WASHINGTON -- When the Yankees play at Camden Yards, a famous -- and devoted -- fan of theirs sometimes can be found in a good seat there. But not easily. He will blend in perfectly, wearing an ordinary baseball cap and glasses. He won't look a thing like Antonin Scalia.

It may be only at the ballpark that Justice Scalia really blends in. At the Supreme Court, where he works as the nation's premier showman-judge-theoretician, he is a loner who is losing regularly in a stubborn fight to protect the true conservative cause against the "balancers," the moderates in the middle of the road who are now in control.

To him, it doesn't always matter greatly that his side loses.

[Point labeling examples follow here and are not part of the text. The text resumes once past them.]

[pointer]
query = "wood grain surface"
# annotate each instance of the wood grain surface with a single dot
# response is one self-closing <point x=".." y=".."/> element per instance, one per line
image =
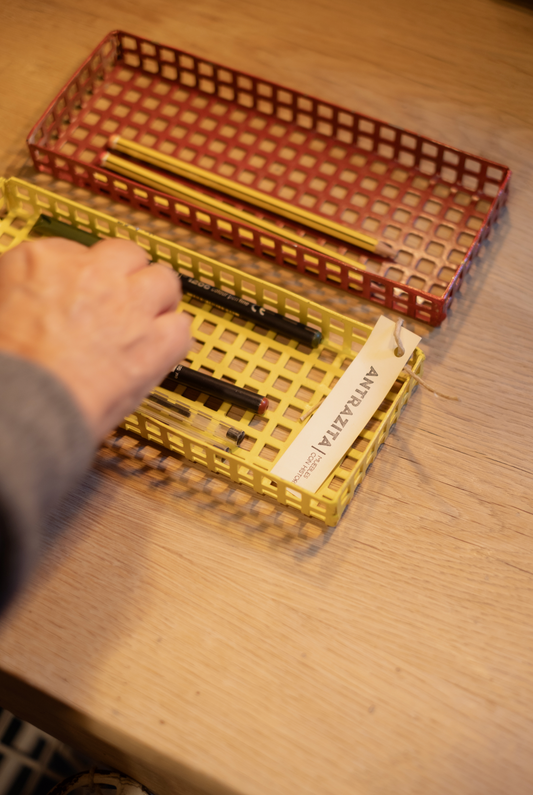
<point x="199" y="639"/>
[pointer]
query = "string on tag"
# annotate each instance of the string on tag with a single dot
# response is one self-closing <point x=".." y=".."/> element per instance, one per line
<point x="399" y="351"/>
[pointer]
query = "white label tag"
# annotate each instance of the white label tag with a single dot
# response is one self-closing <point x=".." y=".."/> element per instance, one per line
<point x="337" y="423"/>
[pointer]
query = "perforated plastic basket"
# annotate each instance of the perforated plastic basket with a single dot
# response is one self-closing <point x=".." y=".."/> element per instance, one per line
<point x="291" y="375"/>
<point x="435" y="204"/>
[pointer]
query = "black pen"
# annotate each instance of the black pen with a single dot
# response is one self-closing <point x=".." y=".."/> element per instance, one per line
<point x="250" y="311"/>
<point x="215" y="387"/>
<point x="238" y="306"/>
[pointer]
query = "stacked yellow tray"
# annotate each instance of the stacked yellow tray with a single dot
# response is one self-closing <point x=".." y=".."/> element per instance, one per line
<point x="290" y="374"/>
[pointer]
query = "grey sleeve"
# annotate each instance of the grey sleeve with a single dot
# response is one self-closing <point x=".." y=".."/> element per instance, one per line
<point x="45" y="446"/>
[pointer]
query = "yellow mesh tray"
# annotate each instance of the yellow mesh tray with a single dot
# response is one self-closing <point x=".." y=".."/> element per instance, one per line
<point x="290" y="374"/>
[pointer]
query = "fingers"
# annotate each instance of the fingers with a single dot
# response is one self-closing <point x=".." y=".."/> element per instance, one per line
<point x="156" y="289"/>
<point x="170" y="341"/>
<point x="120" y="254"/>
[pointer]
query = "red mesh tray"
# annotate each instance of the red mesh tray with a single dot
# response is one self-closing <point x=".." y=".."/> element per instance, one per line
<point x="435" y="204"/>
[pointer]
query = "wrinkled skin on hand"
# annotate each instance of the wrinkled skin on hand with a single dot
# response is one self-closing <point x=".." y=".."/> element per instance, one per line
<point x="101" y="319"/>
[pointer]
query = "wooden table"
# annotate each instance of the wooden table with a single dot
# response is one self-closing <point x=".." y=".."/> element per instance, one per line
<point x="189" y="639"/>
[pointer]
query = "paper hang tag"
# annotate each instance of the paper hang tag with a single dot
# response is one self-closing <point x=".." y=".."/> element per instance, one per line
<point x="337" y="423"/>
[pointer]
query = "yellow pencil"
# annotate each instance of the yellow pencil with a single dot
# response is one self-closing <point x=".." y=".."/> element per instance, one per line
<point x="250" y="195"/>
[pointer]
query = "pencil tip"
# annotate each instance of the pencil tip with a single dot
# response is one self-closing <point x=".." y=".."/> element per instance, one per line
<point x="263" y="406"/>
<point x="384" y="250"/>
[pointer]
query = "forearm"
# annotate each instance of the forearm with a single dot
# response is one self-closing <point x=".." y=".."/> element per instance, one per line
<point x="45" y="445"/>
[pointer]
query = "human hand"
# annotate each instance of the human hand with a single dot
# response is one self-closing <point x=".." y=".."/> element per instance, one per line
<point x="100" y="319"/>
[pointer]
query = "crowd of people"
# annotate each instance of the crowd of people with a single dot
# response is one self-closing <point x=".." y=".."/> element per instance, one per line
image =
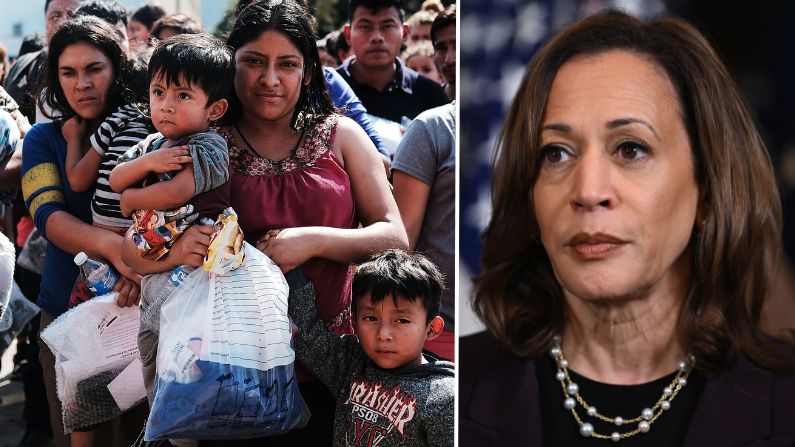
<point x="135" y="126"/>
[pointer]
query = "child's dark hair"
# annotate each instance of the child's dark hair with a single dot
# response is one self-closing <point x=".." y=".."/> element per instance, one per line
<point x="375" y="6"/>
<point x="399" y="274"/>
<point x="198" y="59"/>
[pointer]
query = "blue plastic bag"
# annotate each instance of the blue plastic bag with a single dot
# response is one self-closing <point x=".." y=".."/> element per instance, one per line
<point x="214" y="383"/>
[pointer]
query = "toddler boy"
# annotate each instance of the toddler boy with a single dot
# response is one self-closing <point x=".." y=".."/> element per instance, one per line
<point x="388" y="392"/>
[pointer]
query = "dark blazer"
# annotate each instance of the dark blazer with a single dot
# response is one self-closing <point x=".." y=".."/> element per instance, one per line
<point x="498" y="403"/>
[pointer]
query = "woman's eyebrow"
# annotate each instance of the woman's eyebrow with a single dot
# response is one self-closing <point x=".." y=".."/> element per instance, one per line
<point x="629" y="120"/>
<point x="558" y="127"/>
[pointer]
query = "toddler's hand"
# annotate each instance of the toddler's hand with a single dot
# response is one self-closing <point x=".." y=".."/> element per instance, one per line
<point x="73" y="129"/>
<point x="168" y="159"/>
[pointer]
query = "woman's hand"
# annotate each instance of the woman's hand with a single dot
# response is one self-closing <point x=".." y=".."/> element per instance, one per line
<point x="289" y="248"/>
<point x="129" y="292"/>
<point x="168" y="159"/>
<point x="128" y="285"/>
<point x="74" y="129"/>
<point x="191" y="247"/>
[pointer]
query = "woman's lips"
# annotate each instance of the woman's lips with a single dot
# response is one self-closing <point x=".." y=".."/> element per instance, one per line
<point x="595" y="246"/>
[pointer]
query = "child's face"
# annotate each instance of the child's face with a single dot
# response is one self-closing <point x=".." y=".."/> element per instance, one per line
<point x="393" y="336"/>
<point x="180" y="110"/>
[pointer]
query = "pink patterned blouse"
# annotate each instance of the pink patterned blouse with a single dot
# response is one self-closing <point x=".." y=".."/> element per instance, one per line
<point x="308" y="188"/>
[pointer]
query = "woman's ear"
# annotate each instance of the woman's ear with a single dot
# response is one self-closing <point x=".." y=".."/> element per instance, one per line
<point x="701" y="209"/>
<point x="218" y="109"/>
<point x="434" y="328"/>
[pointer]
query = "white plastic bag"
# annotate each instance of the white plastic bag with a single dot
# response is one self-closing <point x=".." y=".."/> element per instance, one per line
<point x="97" y="366"/>
<point x="224" y="361"/>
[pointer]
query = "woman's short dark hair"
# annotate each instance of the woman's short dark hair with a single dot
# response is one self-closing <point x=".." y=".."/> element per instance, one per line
<point x="105" y="38"/>
<point x="735" y="250"/>
<point x="147" y="15"/>
<point x="293" y="20"/>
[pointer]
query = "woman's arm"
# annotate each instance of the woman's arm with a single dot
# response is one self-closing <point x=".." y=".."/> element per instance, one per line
<point x="411" y="195"/>
<point x="10" y="172"/>
<point x="381" y="225"/>
<point x="72" y="235"/>
<point x="161" y="195"/>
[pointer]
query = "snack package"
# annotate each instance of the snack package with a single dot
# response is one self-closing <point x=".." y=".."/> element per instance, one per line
<point x="226" y="245"/>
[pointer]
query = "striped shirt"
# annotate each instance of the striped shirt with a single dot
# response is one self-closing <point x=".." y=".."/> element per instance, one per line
<point x="119" y="132"/>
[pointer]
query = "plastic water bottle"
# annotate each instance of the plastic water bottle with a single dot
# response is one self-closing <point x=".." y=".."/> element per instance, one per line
<point x="99" y="277"/>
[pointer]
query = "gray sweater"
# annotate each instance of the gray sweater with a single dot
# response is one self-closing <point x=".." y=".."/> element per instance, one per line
<point x="407" y="406"/>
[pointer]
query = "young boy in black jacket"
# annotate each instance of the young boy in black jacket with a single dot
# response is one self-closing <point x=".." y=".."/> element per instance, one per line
<point x="388" y="392"/>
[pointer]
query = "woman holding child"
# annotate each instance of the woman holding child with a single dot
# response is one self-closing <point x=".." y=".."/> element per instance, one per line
<point x="87" y="68"/>
<point x="303" y="177"/>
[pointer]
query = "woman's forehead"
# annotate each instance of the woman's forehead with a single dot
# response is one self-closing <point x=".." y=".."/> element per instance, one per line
<point x="271" y="42"/>
<point x="81" y="53"/>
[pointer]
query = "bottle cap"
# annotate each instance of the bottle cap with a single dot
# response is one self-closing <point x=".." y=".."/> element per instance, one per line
<point x="81" y="258"/>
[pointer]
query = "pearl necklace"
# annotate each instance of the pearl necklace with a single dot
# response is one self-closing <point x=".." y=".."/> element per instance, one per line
<point x="571" y="394"/>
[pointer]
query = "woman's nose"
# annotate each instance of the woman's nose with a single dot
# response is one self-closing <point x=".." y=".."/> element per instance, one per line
<point x="592" y="182"/>
<point x="83" y="81"/>
<point x="269" y="77"/>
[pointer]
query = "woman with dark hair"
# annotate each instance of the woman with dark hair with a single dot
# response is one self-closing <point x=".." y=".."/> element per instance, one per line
<point x="141" y="23"/>
<point x="85" y="76"/>
<point x="303" y="177"/>
<point x="307" y="184"/>
<point x="634" y="237"/>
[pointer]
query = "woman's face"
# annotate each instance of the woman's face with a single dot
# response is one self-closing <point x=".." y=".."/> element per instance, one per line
<point x="85" y="74"/>
<point x="138" y="34"/>
<point x="270" y="74"/>
<point x="616" y="196"/>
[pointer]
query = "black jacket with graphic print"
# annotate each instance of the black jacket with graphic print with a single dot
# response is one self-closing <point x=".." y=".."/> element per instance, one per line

As he once said to a companion after watching the Orioles beat the Yankees at Camden Yards, "It was a great game -- but it turned out wrong!"

Certainly, he can fight back verbally when he loses in a big way within the court, but this man known for his charm always insists that there is nothing personal about it. He has a barbed wit and barbed computer keys, and both frequently leave stings -- unintentionally, he will say fervently.

He is a loner mainly because he remains the solitary captain of the conservative revolution that never quite happened at the court. Practically alone, he is what is left over from the attempt to "Reaganize" the Supreme Court, turning it into a deeply conservative bastion where new rights no longer emerge from "activist" judges, and even old rights get strongly diluted if not dissolved.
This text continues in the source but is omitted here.